Ulusal paralardan ayrı bir ortak dünyasal para düşüncesi hep vardı ve hala da dillendirilmektedir. Ne var ki, bugüne kadar bu düşünce pratik bir anlam kazanmamıştır; bundan sonra da gerçekleşmesi çok zordur. “Ortak para” söylemleriyle “iki ya da çok kutuplu hegemonya” söylemleri, bu anlamda birbirine çok benzemektedirler. Realize edilebilir yeni bir hegemonik düzen projesini tanımlamaktan ziyade önce bir hegemonik krizin yaşandığına yönelik önemli bir işarettir; ikinci olarak da, hegemonya açısından nispeten geriden gelen güçlerin sürece daha aktif dâhil olma isteklerinin dışavurumudur. Gerçekten de ABD hegemonyasının kurumsal inşası döneminde Keynes tarafından yapılan ortak bir dünya parası çıkarılması önerisi “Avrupacı bir yaklaşım” olarak görülerek ABD tarafından hiç ciddiye alınmamıştır. Yakın dönem önce Rusya tarafından önerilen BRİCS ülkeleri arasındaki ticarette kullanılacak ortak bir para çıkarılması teklifi de görüldüğü kadarıyla, Çin tarafından aynı kayıtsız tutumla yanıtlanmıştır. Küresel döviz rezervlerinin azami ölçüde dolar cinsinden olmasının ABD’ye önemli avantaj sağladığı açıktır. Çin’de görüldüğü üzere bu gücü paylaşmak niyetinde değildir ve kendi hegemonyasındaki küresel ticaretin ortak para basılmasıyla değil yuan üzerinden yapılmasını amaçlamaktadır. Bu süreçten sonra da hiçbir hegemonik güç kolay kolay böylesi önemli bir hegemonik araç üzerindeki kontrolünü paylaşmaya yanaşamayacak ve “ortak para” teklifine sıcak bakmayacaktır. Velev ki bir “ortak para” uygulamasına şu ya da bu nedenle geçilmek durumunda kalındı; bu ortak para üzerinde en başta hegemon ülkenin, ardından diğer emperyalist güçlerin belirleyici ağırlığı olması kuvvetli muhtemeldir.

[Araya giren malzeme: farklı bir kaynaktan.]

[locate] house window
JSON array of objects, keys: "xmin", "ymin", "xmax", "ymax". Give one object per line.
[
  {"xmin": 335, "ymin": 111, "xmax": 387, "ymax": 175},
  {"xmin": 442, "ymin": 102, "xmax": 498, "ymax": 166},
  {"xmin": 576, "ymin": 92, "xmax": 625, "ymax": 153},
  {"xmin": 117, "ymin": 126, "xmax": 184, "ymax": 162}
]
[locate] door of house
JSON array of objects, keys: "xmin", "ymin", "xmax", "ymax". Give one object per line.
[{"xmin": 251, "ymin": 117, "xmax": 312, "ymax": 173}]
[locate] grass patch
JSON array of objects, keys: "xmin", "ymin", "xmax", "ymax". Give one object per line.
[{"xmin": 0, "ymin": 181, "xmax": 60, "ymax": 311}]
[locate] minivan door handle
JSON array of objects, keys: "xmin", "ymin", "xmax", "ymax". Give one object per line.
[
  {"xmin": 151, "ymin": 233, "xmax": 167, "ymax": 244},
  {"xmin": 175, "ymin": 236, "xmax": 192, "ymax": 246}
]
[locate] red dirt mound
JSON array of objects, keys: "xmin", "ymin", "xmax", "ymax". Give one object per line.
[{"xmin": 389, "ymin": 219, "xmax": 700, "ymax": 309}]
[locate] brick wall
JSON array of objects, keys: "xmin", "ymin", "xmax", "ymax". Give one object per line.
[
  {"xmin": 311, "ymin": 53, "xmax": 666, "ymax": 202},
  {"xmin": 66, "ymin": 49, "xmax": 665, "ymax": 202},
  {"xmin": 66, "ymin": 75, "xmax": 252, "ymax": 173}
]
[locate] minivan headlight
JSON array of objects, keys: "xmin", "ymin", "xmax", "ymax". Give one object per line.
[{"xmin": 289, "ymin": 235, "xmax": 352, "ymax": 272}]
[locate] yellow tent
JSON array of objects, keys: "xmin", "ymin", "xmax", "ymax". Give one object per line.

Zira hegemon para, sahibi ülkenin ekonomik, siyasi ve ideolojik gücünün bir göstergesi olduğu gibi o ülkeye, ekonomik, siyasi, hatta ideolojik alanda özel avantajlar sağlayan, gücünü artıran ciddi bir hegemonik araçtır. Burcu Kösem çok güzel anlatmış: “Bu öyle bir para birimi ki; kendi ülke sınırları dışına çıkıldığında dolaşımdaki miktarı ölçümlenemiyor. Bunun doğal bir sonucu olarak, bu para birimine sahip ülkenin uyguladığı para politikası küresel anlamda dengeleri rahatlıkla değiştirebiliyor. Nitekim rezerv para dolar yoluyla, ABD merkez bankası FED’in uyguladığı para politikası, Afrika’nın köyünde yaşayan birinin kahvaltıda ne yiyeceğine kadar belirleyebiliyor”.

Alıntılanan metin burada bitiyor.